J’aime encore davantage savoir qu’Il a une mère.

Et je n’ai pas de temps dans ce temps qui ressemble presque en ce moment à celui que je n’avais pas quand j’étais maman de trois petits … 😉
Je n’ai pas le temps d’en écrire davantage alors je vous laisse, chers amis, une petite prière d’il y a longtemps, celle qui si va bien avec nos crèches.

À demain  

 

Ton ventre s’est arrondi
Tout doucement
Tes mains se posent sur la sphère de vie
Tendrement
Tes bras se croisent sur ton amour
Passionnément
Marie
Remplie du feu intérieur, tu attends
Tu attends la promesse
Ton visage s’éclaire d’un sourire confiant
Tes mains sont ouvertes maintenant
Offertes en un oui
En merci
Tu attends l’Enfant
Ton enfant
Tu vas donner la vie
Marie
Tu vas nous donner La Vie

Méditation au berger

Onzième soir

 

Je ne suis pas certaine de vous avoir dit que chaque soir, lorsque j’écris mon billet, je le fais juste à côté de ma crèche. Moi, je pose mon petit ordinateur au bout de ma table de salle à manger. Elle, sur ma droite, borde longuement mon buffet. Finalement, je ne la regarde pas seulement. Nous NOUS regardons. Et ce soir, en ligne de mire, un petit clin d’œil à mon berger, celui qui garde ses trois moutons ( les autres sont encore ailleurs, loin, dans les collines, évidemment).

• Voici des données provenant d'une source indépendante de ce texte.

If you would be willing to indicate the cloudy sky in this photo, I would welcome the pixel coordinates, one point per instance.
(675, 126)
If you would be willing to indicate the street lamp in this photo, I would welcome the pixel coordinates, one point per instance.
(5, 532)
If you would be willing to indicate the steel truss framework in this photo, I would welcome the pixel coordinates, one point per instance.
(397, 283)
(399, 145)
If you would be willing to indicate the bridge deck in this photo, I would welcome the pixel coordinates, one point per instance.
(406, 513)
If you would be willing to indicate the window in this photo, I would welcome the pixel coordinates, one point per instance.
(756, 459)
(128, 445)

Et il est là. Silencieux. Le regard pensif posé sur ses brebis. Oui, des brebis c’est mieux que des moutons. Plus bibliques. 😉
Donc il est là mon berger, solitaire. Même si des brebis lui tiennent compagnie.

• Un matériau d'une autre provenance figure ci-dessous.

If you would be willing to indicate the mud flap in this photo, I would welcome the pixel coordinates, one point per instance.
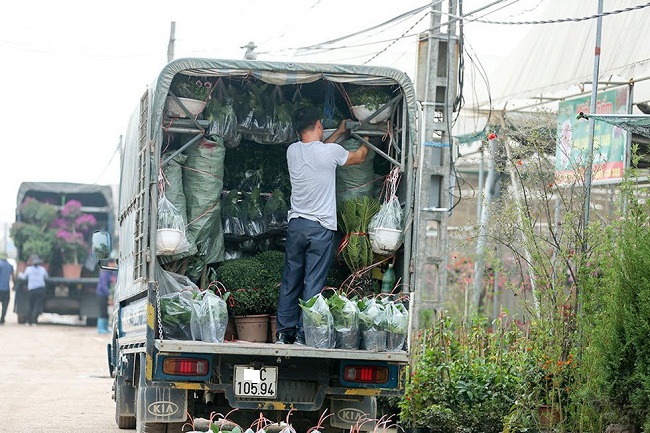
(160, 404)
(124, 398)
(347, 413)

Et je me demande à quoi pouvait penser un berger du temps de Jésus si ce n’est à ses brebis, au chemin à parcourir en allant et ne rentrant, aux autres amis bergers, aux dangers d’une nature plus hostile qu’aujourd’hui, au village qu’il retrouvait, à sa famille peut-être. Chaque jour recommencé, presque le même. Et soudain, dans ces habitudes et ce quotidien des plus quotidiens, l’extraordinaire nouvelle. De quoi chambouler le reste d’une vie non ?

Et il reste là mon berger. Sa vie continue de continuer.

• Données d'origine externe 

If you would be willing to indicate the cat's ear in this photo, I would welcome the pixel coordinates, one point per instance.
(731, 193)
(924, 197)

Et je me dis c’est exactement ça Jésus dans ma vie. Chaque jour recommencé, pas loin d’être le même. Et dans mes habitudes, dans mon quotidien si quotidien, une extraordinaire nouvelle encore plus extraordinaire qu’une naissance. Une naissance qui nous sauve. De quoi chambouler le reste de ma vie, non ?

Si.

 

Ça pourrait ne rien changer. Sauf que si.
Je reste là. Et, Il est là, avec moi, pour continuer ma vie.